Paul Vacca
Dans l’intimité des chefs
D’un côté, jamais peut-être les chefs n’auront été aussi adulés, telles des rock stars. De l’autre, jamais ils n’auront été autant tutoyés.
Aujourd’hui, le chef est devenu une pure fiction. Avec un nouveau récit qui se déploie à longueur d’émissions culinaires comme Top Chef ou Le Meilleur pâtissier et sur les réseaux sociaux avec des chefs “nouvelle génération” tout en tatouages et en selfies. En résulte une forme de célébrité paradoxale comme sait la produire notre époque, entre sur-mythification et démythification. D’un côté, jamais peut-être les chefs n’auront été aussi adulés, telles des rock stars, noyés sous une déferlante de likes et de followers. De l’autre, jamais ils n’auront été autant tutoyés, car quiconque a suivi une saison de MasterChef se sent pousser une toque sur la tête et des étoiles sur la poitrine, soudain capable de juger en expert le dressage d’une assiette ou la composition d’un plat signé d’un étoilé. Et que dire de l’ “homérisation” de ses propres exploits culinaires sur Instagram, summum de cette “cuisine ornementale” que fustigeait déjà Roland Barthes dans une de ses Mythologies dans les années 1950 à propos des fiches cuisine du magazine Elle?
D’un côté, jamais peut-être les chefs n’auront été aussi adulés, telles des rock stars. De l’autre, jamais ils n’auront été autant tutoyés.
Ironiquement, c’est un ouvrage de fiction qui se charge aujourd’hui de rendre une certaine réalité à cette profession: Chef, un roman signé Gautier Battistella qui vient de sortir chez Grasset. L’histoire de Paul Renoir, chef de 62 ans, tout juste sacré meilleur cuisinier du monde par ses pairs et retrouvé mort un fusil de chasse à ses côtés. Pourquoi a-t-il décidé de mettre fin à ses jours alors que son restaurant sur les hauteurs du lac d’Annecy arbore fièrement trois étoiles au Guide, accueille une clientèle venue de Dubaï, Tokyo ou San Francisco et affiche complet neuf mois à l’avance? L’occasion pour Battistella de mener l’enquête en nous faisant revivre, à travers la trajectoire de ce grand chef, 50 ans d’histoire de la cuisine française.

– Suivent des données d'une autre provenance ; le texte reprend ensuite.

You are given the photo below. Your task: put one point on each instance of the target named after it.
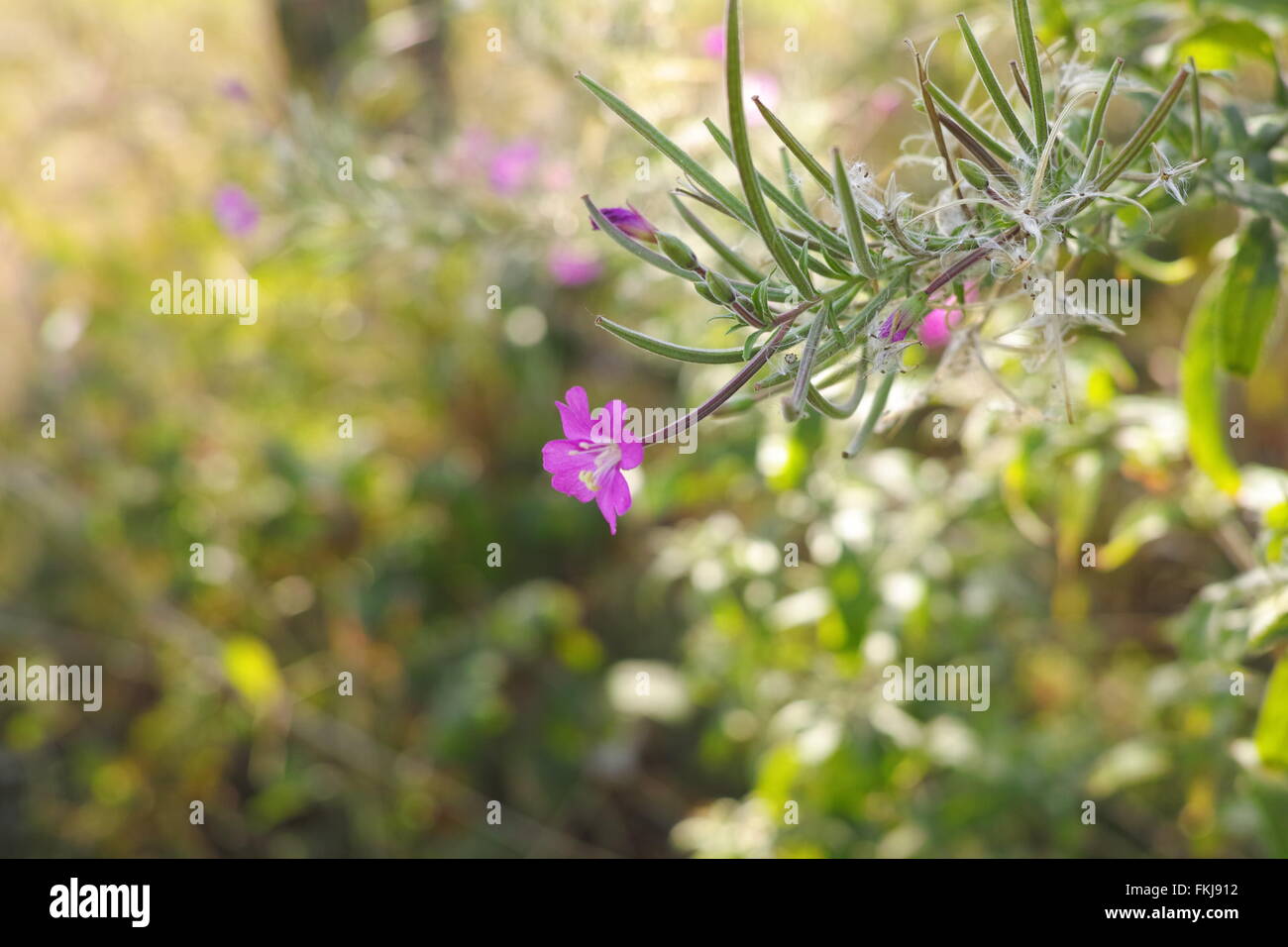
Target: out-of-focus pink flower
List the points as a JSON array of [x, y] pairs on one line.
[[233, 90], [712, 43], [589, 460], [235, 210], [936, 328], [885, 101], [629, 222], [511, 166], [570, 268]]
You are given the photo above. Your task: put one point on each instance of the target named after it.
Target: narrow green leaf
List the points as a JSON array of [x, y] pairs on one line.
[[794, 185], [635, 247], [870, 423], [814, 228], [850, 218], [1249, 298], [1146, 132], [793, 406], [795, 146], [682, 158], [995, 89], [969, 125], [1098, 114], [1031, 68], [1271, 733], [1201, 389], [669, 350], [742, 151]]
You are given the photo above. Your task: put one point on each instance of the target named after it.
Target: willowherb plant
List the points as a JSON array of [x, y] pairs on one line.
[[1030, 185]]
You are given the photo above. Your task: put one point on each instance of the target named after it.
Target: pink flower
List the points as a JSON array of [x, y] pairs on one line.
[[588, 463], [629, 222], [571, 268], [235, 210], [511, 166], [936, 328]]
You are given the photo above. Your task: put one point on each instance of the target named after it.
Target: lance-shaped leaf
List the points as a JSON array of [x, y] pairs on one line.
[[973, 128], [682, 158], [741, 145], [725, 253], [812, 227], [850, 218], [669, 350], [793, 406], [726, 392], [1098, 114], [1031, 67], [870, 421], [932, 118], [1146, 132], [1249, 298], [795, 146], [993, 88]]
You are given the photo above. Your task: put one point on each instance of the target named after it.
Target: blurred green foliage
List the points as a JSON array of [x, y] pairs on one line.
[[518, 684]]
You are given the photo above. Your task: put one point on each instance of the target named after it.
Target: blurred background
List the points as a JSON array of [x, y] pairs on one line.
[[443, 298]]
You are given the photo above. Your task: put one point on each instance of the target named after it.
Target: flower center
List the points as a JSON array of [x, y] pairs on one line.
[[606, 457]]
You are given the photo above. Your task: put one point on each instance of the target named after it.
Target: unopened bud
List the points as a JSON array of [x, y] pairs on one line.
[[677, 250], [720, 287]]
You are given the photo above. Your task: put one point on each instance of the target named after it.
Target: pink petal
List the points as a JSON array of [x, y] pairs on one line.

Ce “roman vrai” de la gastronomie française raconte, comme une fresque balzacienne ponctués de cliffhangers à la HBO, l’évolution de la profession depuis la fin de Seconde Guerre mondiale: de la gastronomie sous l’égide des femmes (dont l’emblématique “mère lyonnaise”, Eugénie Brazier) jusqu’au fooding, en passant par la “nouvelle cuisine”, le néo-bistrot, la fusion, la cuisine moléculaire, etc. Le roman raconte aussi l’ambiance crue, machiste et martiale des “brigades”, tout comme l’addiction aux étoiles du Guide, graal pour lequel les chefs signent un pacte faustien, mais aussi ces nuits en forme de micro-siestes et ces jours de cauchemars éveillés, parcours entre rêves exaltés et destins brisés.
C’est aussi un vrai roman qui nous plonge là où seule la fiction peut nous conduire, sous le glaçage d’Instagram, dans l’intimité même des chefs. La plume de Battistella, qui les a côtoyés depuis 15 ans pour le Michelin, sonde leur chair et nous donne à voir leurs sublimes contradictions: astres à l’éclat solaire traversés de parts d’ombre lunaires, parfois habités de tourments saturniens. Tels qu’en eux-mêmes, quotidiennement ballottés entre la poésie de l’assiette et la prose de l’intendance, princes sisyphéens qui remettent leur couronne en jeu à chaque service.
Ne pas s’attendre pour autant à un livre nostalgique. S’il rend hommage aux racines, Chef regarde vers l’avenir: le restaurant de Paul Renoir ne s’appelle-t-il pas Les Promesses? Sur la fin, le roman, dans un habile tour de main narratif, développe même une saveur utopiste. Et si les étoiles venaient à disparaître? Tant pis. Ou plutôt tant mieux. Tant qu’elles continueront de briller dans le regard d’un enfant qui pousse pour la première fois les battants d’une cuisine… Un livre qui se dévore autant qu’il se déguste, porté par la jubilation toujours renouvelée des mots et des mets.